One thing I learned is that, with the exception of those directly concerned with the firing of weapons in anger, most military personnel don't give a hoot about operational security, and they HATED our IT department who did.
Given the employment structure of Public Sector Banks, its always a challenge how the tech infrastructure is maintained.
And I quote: "The passwordless database allowed us to see all of the text messages going to customers in real time, including their phone numbers, bank balances and recent transactions. The database also contained the customer’s partial bank account number. Some would say when a check had been cashed, and many of the bank’s sent messages included a link to download SBI’s YONO app for internet banking."
Most importantly why wasn't this tested for security purposes and instead allowed to go live with adequate QA?

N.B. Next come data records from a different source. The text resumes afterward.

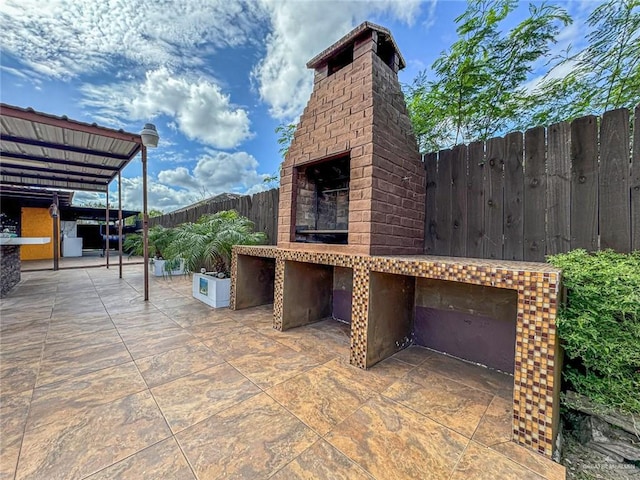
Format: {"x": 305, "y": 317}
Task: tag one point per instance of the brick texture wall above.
{"x": 360, "y": 110}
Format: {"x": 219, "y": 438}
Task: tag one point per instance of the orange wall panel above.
{"x": 36, "y": 222}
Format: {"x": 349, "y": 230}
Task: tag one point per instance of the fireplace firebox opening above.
{"x": 322, "y": 202}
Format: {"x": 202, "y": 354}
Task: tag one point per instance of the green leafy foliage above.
{"x": 603, "y": 76}
{"x": 477, "y": 87}
{"x": 600, "y": 326}
{"x": 207, "y": 243}
{"x": 159, "y": 239}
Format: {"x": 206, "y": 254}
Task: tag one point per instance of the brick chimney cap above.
{"x": 323, "y": 56}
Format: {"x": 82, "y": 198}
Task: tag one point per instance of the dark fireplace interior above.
{"x": 322, "y": 202}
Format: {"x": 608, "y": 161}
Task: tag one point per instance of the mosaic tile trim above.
{"x": 538, "y": 287}
{"x": 278, "y": 295}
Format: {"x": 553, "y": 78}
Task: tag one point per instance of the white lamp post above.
{"x": 150, "y": 139}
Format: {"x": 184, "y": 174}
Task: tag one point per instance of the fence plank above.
{"x": 615, "y": 227}
{"x": 475, "y": 200}
{"x": 584, "y": 183}
{"x": 513, "y": 248}
{"x": 635, "y": 182}
{"x": 558, "y": 188}
{"x": 261, "y": 208}
{"x": 535, "y": 187}
{"x": 493, "y": 196}
{"x": 443, "y": 203}
{"x": 459, "y": 201}
{"x": 431, "y": 166}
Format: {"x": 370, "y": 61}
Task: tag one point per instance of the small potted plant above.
{"x": 206, "y": 247}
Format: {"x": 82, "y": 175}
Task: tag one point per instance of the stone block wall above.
{"x": 9, "y": 268}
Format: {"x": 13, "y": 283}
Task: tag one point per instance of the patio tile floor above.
{"x": 97, "y": 384}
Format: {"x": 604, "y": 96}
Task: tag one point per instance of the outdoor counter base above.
{"x": 390, "y": 307}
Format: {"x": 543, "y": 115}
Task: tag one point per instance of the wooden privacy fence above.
{"x": 261, "y": 208}
{"x": 551, "y": 190}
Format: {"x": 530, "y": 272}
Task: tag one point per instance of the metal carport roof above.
{"x": 42, "y": 150}
{"x": 47, "y": 151}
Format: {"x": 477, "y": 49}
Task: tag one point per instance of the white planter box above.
{"x": 215, "y": 292}
{"x": 158, "y": 268}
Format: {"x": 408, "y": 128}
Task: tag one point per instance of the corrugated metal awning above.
{"x": 41, "y": 150}
{"x": 34, "y": 196}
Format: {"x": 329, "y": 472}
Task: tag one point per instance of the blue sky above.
{"x": 215, "y": 76}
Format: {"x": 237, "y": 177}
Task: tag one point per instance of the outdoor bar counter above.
{"x": 10, "y": 259}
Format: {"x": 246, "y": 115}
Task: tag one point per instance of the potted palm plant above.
{"x": 206, "y": 246}
{"x": 159, "y": 240}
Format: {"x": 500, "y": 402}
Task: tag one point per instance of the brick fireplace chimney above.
{"x": 353, "y": 179}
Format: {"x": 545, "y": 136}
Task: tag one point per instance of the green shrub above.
{"x": 600, "y": 326}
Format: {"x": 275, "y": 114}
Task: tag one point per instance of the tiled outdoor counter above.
{"x": 377, "y": 334}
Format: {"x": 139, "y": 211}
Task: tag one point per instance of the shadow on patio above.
{"x": 98, "y": 384}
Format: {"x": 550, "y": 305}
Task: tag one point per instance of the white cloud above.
{"x": 64, "y": 38}
{"x": 215, "y": 172}
{"x": 201, "y": 111}
{"x": 300, "y": 30}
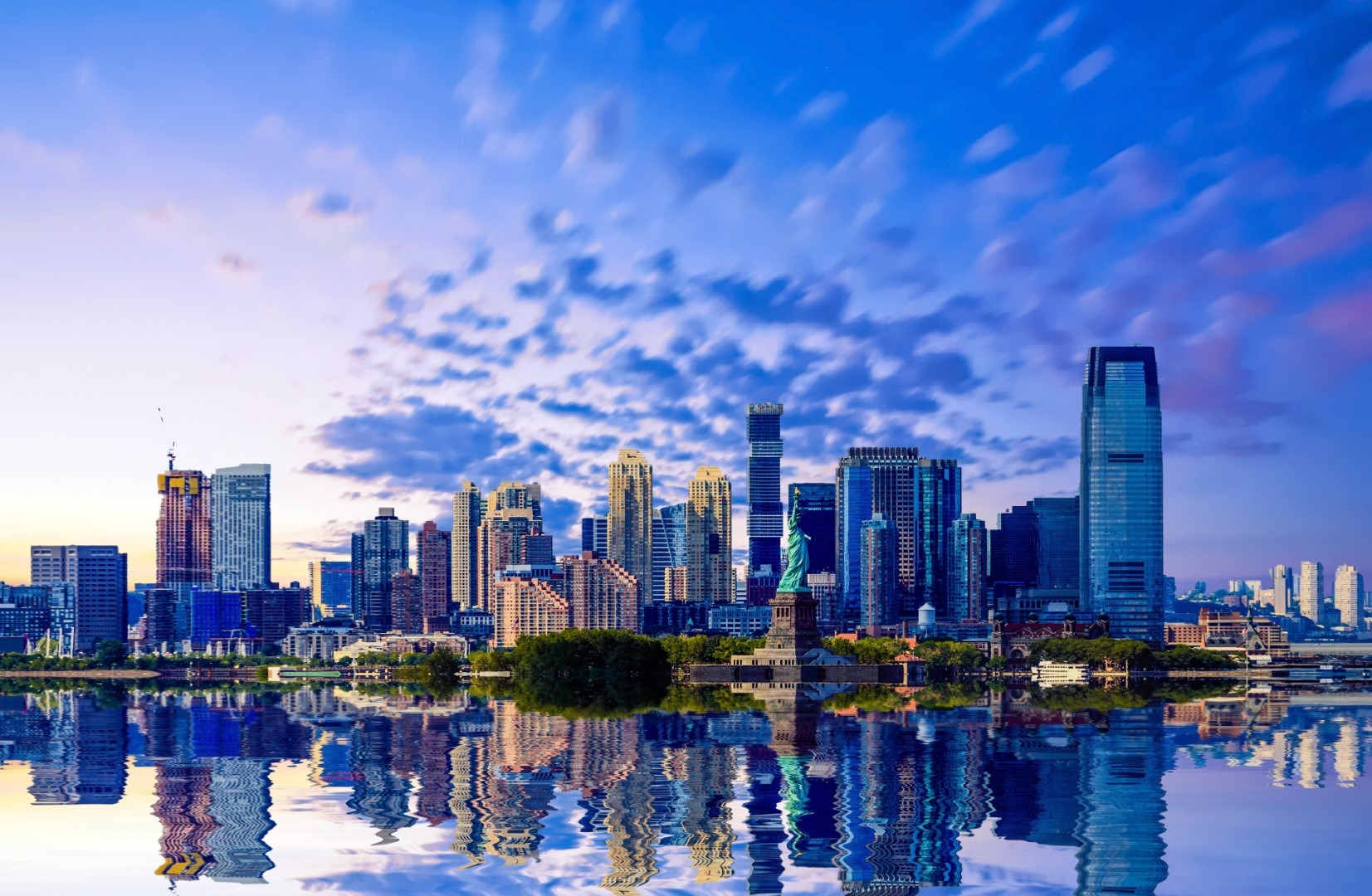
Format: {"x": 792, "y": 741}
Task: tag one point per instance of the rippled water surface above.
{"x": 111, "y": 789}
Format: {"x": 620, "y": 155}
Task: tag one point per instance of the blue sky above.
{"x": 387, "y": 247}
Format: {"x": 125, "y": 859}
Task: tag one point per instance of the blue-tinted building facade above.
{"x": 1121, "y": 491}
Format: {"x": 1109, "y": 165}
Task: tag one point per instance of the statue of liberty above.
{"x": 798, "y": 555}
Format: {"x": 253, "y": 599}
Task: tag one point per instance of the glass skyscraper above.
{"x": 1121, "y": 491}
{"x": 241, "y": 527}
{"x": 764, "y": 508}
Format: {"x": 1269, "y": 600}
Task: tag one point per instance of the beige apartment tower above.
{"x": 630, "y": 524}
{"x": 466, "y": 522}
{"x": 710, "y": 538}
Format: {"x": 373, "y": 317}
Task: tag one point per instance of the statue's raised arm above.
{"x": 798, "y": 555}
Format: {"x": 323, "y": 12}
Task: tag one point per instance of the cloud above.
{"x": 36, "y": 155}
{"x": 1088, "y": 69}
{"x": 1355, "y": 81}
{"x": 992, "y": 144}
{"x": 822, "y": 107}
{"x": 699, "y": 168}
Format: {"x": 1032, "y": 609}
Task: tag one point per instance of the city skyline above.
{"x": 501, "y": 241}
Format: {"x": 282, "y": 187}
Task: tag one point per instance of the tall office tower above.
{"x": 596, "y": 534}
{"x": 1312, "y": 591}
{"x": 668, "y": 545}
{"x": 892, "y": 484}
{"x": 331, "y": 587}
{"x": 525, "y": 606}
{"x": 968, "y": 570}
{"x": 1283, "y": 591}
{"x": 386, "y": 551}
{"x": 1121, "y": 491}
{"x": 940, "y": 505}
{"x": 241, "y": 527}
{"x": 1348, "y": 596}
{"x": 815, "y": 505}
{"x": 600, "y": 593}
{"x": 630, "y": 523}
{"x": 764, "y": 509}
{"x": 184, "y": 551}
{"x": 407, "y": 604}
{"x": 880, "y": 594}
{"x": 710, "y": 507}
{"x": 434, "y": 555}
{"x": 100, "y": 577}
{"x": 466, "y": 522}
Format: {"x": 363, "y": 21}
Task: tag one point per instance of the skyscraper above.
{"x": 1283, "y": 591}
{"x": 600, "y": 593}
{"x": 184, "y": 549}
{"x": 1312, "y": 591}
{"x": 386, "y": 551}
{"x": 668, "y": 545}
{"x": 100, "y": 579}
{"x": 710, "y": 572}
{"x": 596, "y": 534}
{"x": 764, "y": 509}
{"x": 940, "y": 504}
{"x": 1348, "y": 596}
{"x": 968, "y": 570}
{"x": 880, "y": 596}
{"x": 815, "y": 505}
{"x": 466, "y": 522}
{"x": 1121, "y": 491}
{"x": 241, "y": 527}
{"x": 512, "y": 512}
{"x": 630, "y": 524}
{"x": 434, "y": 555}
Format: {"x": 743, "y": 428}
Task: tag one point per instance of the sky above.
{"x": 390, "y": 247}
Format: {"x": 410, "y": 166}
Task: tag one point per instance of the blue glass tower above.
{"x": 1121, "y": 491}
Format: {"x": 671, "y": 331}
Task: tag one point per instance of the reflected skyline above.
{"x": 747, "y": 801}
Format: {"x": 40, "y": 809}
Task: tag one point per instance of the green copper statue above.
{"x": 798, "y": 555}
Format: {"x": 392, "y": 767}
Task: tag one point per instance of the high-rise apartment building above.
{"x": 434, "y": 558}
{"x": 241, "y": 527}
{"x": 1283, "y": 592}
{"x": 1121, "y": 491}
{"x": 668, "y": 545}
{"x": 764, "y": 508}
{"x": 512, "y": 512}
{"x": 968, "y": 570}
{"x": 1348, "y": 596}
{"x": 710, "y": 572}
{"x": 1312, "y": 591}
{"x": 940, "y": 505}
{"x": 596, "y": 534}
{"x": 525, "y": 606}
{"x": 600, "y": 593}
{"x": 466, "y": 522}
{"x": 100, "y": 578}
{"x": 880, "y": 593}
{"x": 331, "y": 587}
{"x": 815, "y": 505}
{"x": 630, "y": 522}
{"x": 384, "y": 551}
{"x": 184, "y": 543}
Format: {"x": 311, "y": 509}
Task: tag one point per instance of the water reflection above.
{"x": 882, "y": 801}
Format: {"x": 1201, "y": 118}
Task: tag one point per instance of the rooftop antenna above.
{"x": 170, "y": 450}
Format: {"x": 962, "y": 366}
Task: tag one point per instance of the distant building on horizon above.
{"x": 628, "y": 531}
{"x": 764, "y": 507}
{"x": 710, "y": 570}
{"x": 99, "y": 575}
{"x": 241, "y": 527}
{"x": 1121, "y": 491}
{"x": 184, "y": 539}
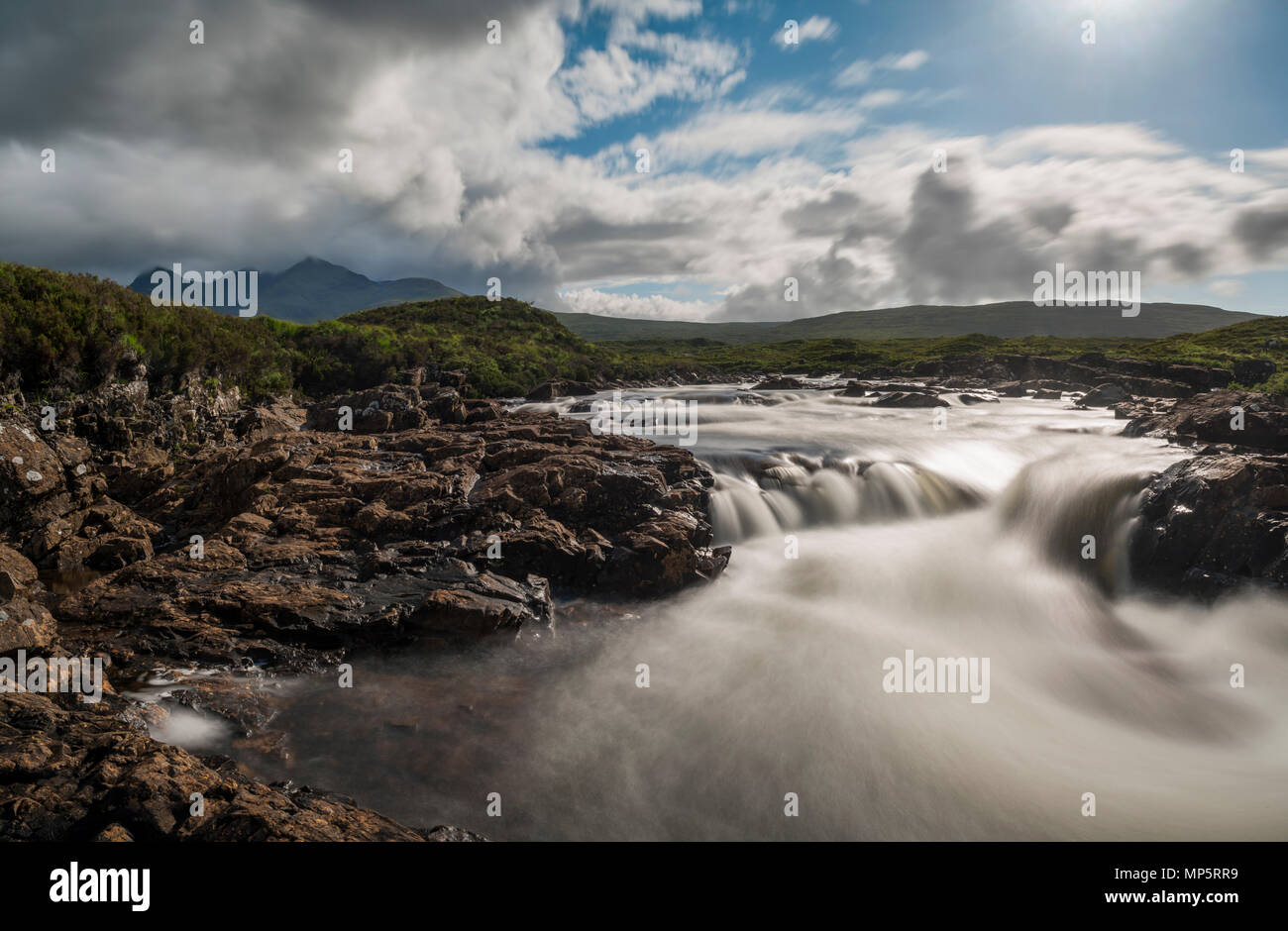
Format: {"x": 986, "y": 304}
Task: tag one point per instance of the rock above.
{"x": 1212, "y": 523}
{"x": 17, "y": 573}
{"x": 549, "y": 390}
{"x": 910, "y": 399}
{"x": 1104, "y": 395}
{"x": 1253, "y": 371}
{"x": 1211, "y": 417}
{"x": 93, "y": 773}
{"x": 25, "y": 625}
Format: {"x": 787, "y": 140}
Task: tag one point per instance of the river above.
{"x": 859, "y": 533}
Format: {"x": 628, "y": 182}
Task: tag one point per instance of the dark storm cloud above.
{"x": 269, "y": 77}
{"x": 947, "y": 254}
{"x": 1186, "y": 258}
{"x": 1262, "y": 231}
{"x": 1051, "y": 217}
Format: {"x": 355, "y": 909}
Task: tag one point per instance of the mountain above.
{"x": 1009, "y": 318}
{"x": 314, "y": 290}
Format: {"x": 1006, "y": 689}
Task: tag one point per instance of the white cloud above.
{"x": 814, "y": 29}
{"x": 648, "y": 307}
{"x": 861, "y": 71}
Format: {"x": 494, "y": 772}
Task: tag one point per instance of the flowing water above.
{"x": 859, "y": 533}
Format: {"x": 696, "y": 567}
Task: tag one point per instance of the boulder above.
{"x": 910, "y": 399}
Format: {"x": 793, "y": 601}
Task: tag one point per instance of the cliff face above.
{"x": 202, "y": 533}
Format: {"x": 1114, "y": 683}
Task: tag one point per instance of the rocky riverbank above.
{"x": 1209, "y": 524}
{"x": 196, "y": 532}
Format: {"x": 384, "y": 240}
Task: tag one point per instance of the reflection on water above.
{"x": 769, "y": 681}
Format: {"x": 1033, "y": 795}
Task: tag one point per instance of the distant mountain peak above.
{"x": 317, "y": 290}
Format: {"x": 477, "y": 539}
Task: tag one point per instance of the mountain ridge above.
{"x": 1003, "y": 318}
{"x": 314, "y": 290}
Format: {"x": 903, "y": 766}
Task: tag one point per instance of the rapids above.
{"x": 858, "y": 533}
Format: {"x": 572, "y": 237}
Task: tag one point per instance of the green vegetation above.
{"x": 1009, "y": 320}
{"x": 1219, "y": 348}
{"x": 75, "y": 331}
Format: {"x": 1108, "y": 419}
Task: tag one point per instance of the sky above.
{"x": 782, "y": 141}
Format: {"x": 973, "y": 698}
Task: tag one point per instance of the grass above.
{"x": 68, "y": 333}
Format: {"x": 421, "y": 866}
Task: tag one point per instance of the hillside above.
{"x": 67, "y": 333}
{"x": 1010, "y": 318}
{"x": 314, "y": 290}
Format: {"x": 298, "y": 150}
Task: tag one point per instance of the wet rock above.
{"x": 17, "y": 573}
{"x": 549, "y": 390}
{"x": 1104, "y": 395}
{"x": 1214, "y": 417}
{"x": 1212, "y": 523}
{"x": 95, "y": 775}
{"x": 910, "y": 399}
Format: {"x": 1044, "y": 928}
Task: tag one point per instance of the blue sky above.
{"x": 767, "y": 159}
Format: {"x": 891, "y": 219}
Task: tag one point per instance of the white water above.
{"x": 771, "y": 681}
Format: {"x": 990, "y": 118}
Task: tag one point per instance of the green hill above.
{"x": 1010, "y": 318}
{"x": 76, "y": 331}
{"x": 314, "y": 290}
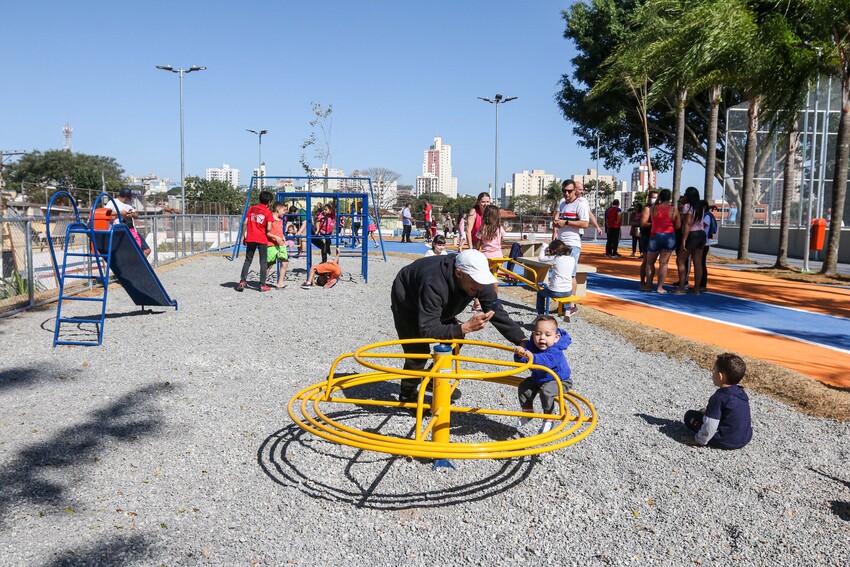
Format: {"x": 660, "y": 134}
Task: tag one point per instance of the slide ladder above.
{"x": 113, "y": 249}
{"x": 92, "y": 257}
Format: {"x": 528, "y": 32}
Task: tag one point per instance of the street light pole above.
{"x": 812, "y": 176}
{"x": 259, "y": 133}
{"x": 497, "y": 100}
{"x": 182, "y": 72}
{"x": 596, "y": 207}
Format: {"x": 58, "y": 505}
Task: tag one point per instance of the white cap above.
{"x": 475, "y": 265}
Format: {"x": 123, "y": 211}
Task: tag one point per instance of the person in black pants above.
{"x": 428, "y": 294}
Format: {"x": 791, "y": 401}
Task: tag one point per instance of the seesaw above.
{"x": 431, "y": 438}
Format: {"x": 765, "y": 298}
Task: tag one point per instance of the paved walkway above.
{"x": 799, "y": 326}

Most of these data leaks and hacks occur on nationalized banks/govt institutions. Thanks to various legacy decisions such as quotas on everything other than skills and merits, politics, decades of socialism, etc, the actual skill tech workers (or any kind of skilled workers) go to private institutions or immigrate out. You won't hear any private institutions of having data leaks with such frequency. Private sector companies have high standards. Many of the high performing and skilled people across USA are Indians.
What not many people understand is than up until the last two decades, the only comfortable job in India was in the government. Private sector jobs were few are far between.
Therefore, parents often pressurized kids to get into government services so that they can get official cars, manors and "benefits", without having to do any work. You can imagine what kind of people get into government institutions with such a culture. Rank idiots and rote learners. No one in India is surprised by such shoddy inefficiencies in a govt agency. It's basically expected.
Politicians do not try to change this culture as it benefits them immensely and because of opposition pushback. Modi has been trying to offload more and more government agencies into the private markets, but the sheer amount of bureaucratic pushback is not helped by the opposition trying to portray him as a crony capitalist to earn political brownie points.
Curious what the more canonical opinion is on this.
This article provides a little bit of information, but often times these articles provide little to no information about the nature of the breach, point of weakness, etc.